The other elevating quality is the sound design. More than anything else, Sinister's sound gets under your skin. The sonic motif of a whirring movie reel projector does so much to teach us how, when, and why to be scared. We begin to feel personally implicated. That is why, even though Sinister is far from the best horror movie I saw this past decade, it is the scariest.




93. The Last Jedi

It's impossible to talk about this movie without at least gesturing towards the cultural and political upheaval that accompanied its release. So here it goes.

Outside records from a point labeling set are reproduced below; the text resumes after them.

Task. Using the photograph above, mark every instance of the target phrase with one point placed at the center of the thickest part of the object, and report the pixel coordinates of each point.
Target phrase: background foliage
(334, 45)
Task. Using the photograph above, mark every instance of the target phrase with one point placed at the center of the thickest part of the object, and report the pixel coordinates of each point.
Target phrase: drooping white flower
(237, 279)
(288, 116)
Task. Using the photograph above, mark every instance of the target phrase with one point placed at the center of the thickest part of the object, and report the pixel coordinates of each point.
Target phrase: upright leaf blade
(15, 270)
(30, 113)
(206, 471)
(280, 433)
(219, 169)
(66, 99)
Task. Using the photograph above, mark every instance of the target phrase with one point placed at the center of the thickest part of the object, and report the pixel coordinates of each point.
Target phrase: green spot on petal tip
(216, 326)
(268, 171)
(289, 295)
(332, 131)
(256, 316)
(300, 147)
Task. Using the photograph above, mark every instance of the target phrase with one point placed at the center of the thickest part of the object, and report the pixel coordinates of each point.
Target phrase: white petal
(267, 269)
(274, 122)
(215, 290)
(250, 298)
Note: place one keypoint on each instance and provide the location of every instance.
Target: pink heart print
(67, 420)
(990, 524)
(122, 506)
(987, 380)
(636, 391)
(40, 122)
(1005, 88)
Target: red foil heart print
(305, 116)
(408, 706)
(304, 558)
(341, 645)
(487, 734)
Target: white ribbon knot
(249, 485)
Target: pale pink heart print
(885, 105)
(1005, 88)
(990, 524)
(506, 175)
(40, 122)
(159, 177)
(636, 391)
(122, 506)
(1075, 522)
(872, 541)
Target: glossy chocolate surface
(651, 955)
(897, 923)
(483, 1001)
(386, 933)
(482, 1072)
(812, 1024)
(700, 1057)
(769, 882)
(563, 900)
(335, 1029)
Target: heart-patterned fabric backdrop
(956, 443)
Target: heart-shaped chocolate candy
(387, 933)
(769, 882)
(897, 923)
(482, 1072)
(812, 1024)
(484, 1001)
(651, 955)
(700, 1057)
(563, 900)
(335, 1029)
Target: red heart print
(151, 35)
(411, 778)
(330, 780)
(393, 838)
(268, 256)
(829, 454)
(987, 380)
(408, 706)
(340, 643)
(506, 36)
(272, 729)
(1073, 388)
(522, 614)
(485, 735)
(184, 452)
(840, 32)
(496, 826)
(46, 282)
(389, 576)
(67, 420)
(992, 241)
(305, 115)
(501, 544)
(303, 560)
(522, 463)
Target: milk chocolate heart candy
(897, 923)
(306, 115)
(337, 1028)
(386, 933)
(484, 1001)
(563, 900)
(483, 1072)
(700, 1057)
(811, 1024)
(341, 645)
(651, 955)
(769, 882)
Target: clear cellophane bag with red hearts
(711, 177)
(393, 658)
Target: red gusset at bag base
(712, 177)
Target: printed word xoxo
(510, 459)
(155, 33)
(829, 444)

Although there are plenty of valid critiques about this film, and plenty of folks who don't like it for those valid reasons, the majority of reactionary takes attempting to scald The Last Jedi were the culmination of brewing misogyny and white supremacy within the Star Wars community. These critiques generally lack an understanding of cinematic language, dramatic storytelling, diegetic interpretation, and why putting an Asian woman in a movie is not a valid example of 'SJW politics ruining our franchises.'

I was crestfallen to see the fallout from The Last Jedi, but upon retrospect unsurprised. Rian Johnson's project is one of refurbishment. This is the only Star Wars film willing to advance the themes of the franchise in radical ways, and the innate conservatism of fandom was destined to receive innovation with vitriol. I respect The Last Jedi for actually having something coherent and compelling to say about legacy and lineage, and I respect it all the more for being a badass film stuffed with instantly iconic pop sci-fi imagery. The cherry red throne room fight, the abstract impact of the Holdo Maneuver, the calligraphic land speeder aerial shots... this is a megafranchise entry striving to be its best self, and for that it was brutally punished.

My Review.




92. Gone Girl

The precision and excess of David Fincher's style melds nicely to the world of paperback pulp. His story structure leads us by the nose, for the disappearance of Amazing Amy is not at all what it first seems. There is some really enjoyable moustache-twirling villainy in this film, but it all exists for an entertaining discussion about gender roles and social positions. Gone Girl breaks from a long history of hagsploitation cinema to point out that 'crazy bitches' aren't the enemy. The real villain is misogyny itself.

My Review.




91. Mission: Impossible - Ghost Protocol

This decade saw a triad of Mission Impossible films, a franchise that has evolved into an ever-escalating series of dares for Tom Cruise. Although any of the three could have made the list, I single out Ghost Protocol for its propulsive sense of fun and its stunning Burj Khalifa sequence. Think of this as a stand-in for all three films, each arguably better than the franchise's initial triptych. I think this is because Cruise and co. have zeroed in on what makes these movies sing: the stuntwork. Until Stahelski and Leitch burst onto the action movie scene with John Wick, there was not another example of an American action franchise so insanely committed to thrilling practical stunts. It shows. These movies are visceral in a way unimaginable by its peers. You know, the peers that feature CGI Dwayne Johnson bouncing between earthquake skyscrapers. When Tom Cruise wants Ethan Impossible to scale the side of the tallest building in the world, he climbs the damn thing himself.